Ed ancora, “viene dato atto che esso rappresenta la volontà delle parti sociali di definire un quadro generale per l’eliminazione delle discriminazioni nei confronti dei lavoratori a tempo parziale e per contribuire allo sviluppo delle possibilità di lavoro a tempo parziale su basi che siano accettabili sia per i datori di lavoro sia per i lavoratori. Le parti firmatarie del predetto accordo attribuiscono importanza alle misure che facilitano l’accesso al tempo parziale per uomini e donne che si preparano alla pensione, che vogliono conciliare la vita lavorativa con quella familiare nell’interesse reciproco di datori e lavoratori e secondo modalità che favoriscono lo sviluppo delle imprese”
L’art 5 del D.lgs. 25.2.2000 n. 61, attuativo della direttiva europea, prevede che la trasformazione del rapporto di lavoro da tempo parziale a tempo pieno possa aver luogo solo con il consenso del lavoratore il cui rifiuto non costituisce giustificato motivo di licenziamento.
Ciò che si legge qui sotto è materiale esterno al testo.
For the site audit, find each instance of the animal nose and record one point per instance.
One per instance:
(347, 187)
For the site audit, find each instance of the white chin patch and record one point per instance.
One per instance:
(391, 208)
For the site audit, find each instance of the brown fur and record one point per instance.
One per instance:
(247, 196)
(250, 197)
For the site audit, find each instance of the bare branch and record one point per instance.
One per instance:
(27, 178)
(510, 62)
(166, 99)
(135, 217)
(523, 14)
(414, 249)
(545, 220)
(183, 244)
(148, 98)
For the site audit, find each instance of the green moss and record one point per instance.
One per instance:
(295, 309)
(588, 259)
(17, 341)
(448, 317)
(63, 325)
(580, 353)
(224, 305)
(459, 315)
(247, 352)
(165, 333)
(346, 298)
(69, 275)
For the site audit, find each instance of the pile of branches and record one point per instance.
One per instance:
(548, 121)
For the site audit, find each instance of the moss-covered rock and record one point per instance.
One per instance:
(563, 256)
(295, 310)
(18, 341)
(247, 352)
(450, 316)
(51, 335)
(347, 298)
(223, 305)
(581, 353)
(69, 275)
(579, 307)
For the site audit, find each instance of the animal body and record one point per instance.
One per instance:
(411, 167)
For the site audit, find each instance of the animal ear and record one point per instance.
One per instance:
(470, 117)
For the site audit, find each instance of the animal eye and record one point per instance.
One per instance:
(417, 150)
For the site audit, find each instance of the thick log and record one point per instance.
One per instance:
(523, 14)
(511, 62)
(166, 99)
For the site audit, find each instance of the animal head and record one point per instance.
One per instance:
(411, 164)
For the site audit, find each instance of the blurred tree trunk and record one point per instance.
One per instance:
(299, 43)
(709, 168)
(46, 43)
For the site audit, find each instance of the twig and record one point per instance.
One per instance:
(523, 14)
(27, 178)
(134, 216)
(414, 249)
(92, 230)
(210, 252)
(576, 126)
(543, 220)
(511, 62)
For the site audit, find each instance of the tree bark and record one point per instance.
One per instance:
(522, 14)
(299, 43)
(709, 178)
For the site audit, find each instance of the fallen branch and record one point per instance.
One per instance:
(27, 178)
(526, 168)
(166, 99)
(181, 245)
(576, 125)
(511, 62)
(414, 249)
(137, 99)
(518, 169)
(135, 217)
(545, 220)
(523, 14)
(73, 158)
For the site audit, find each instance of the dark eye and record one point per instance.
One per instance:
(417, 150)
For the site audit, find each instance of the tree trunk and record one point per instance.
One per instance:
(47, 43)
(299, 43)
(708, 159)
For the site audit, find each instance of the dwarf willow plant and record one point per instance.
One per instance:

Se questi sono i termini della direttiva, se è vero come è vero che le amministrazioni hanno il dovere di non travolgere la condizione di equilibrio familiare che il lavoratore part-time ha nel frattempo raggiunto, dandogli considerazione, dignità ed importanza analoga a quella riguardante l’organizzazione del lavoro, ricercando prioritariamente soluzioni di adattamento e/o alternative alla revoca del part-time, nel caso di revoche indiscriminate e non motivate dei part-time, ci troviamo di fronte ad un utilizzo del potere autoritativo discretivo che va oltre i limiti consentiti.
In aggiunta a quanto sin qui detto va aggiunto il Tribunale di Pavia G.L. (19.04.2011) esclude il pregiudizio alla funzionalità dell’ufficio in cui è incardinato il lavoratore “ da trasformare” ogni qual volta la durata della prestazione lavorativa dello stesso risulti ridotta. Certamente l’intervento della Corte Costituzionale sarà risolutivo della problematica.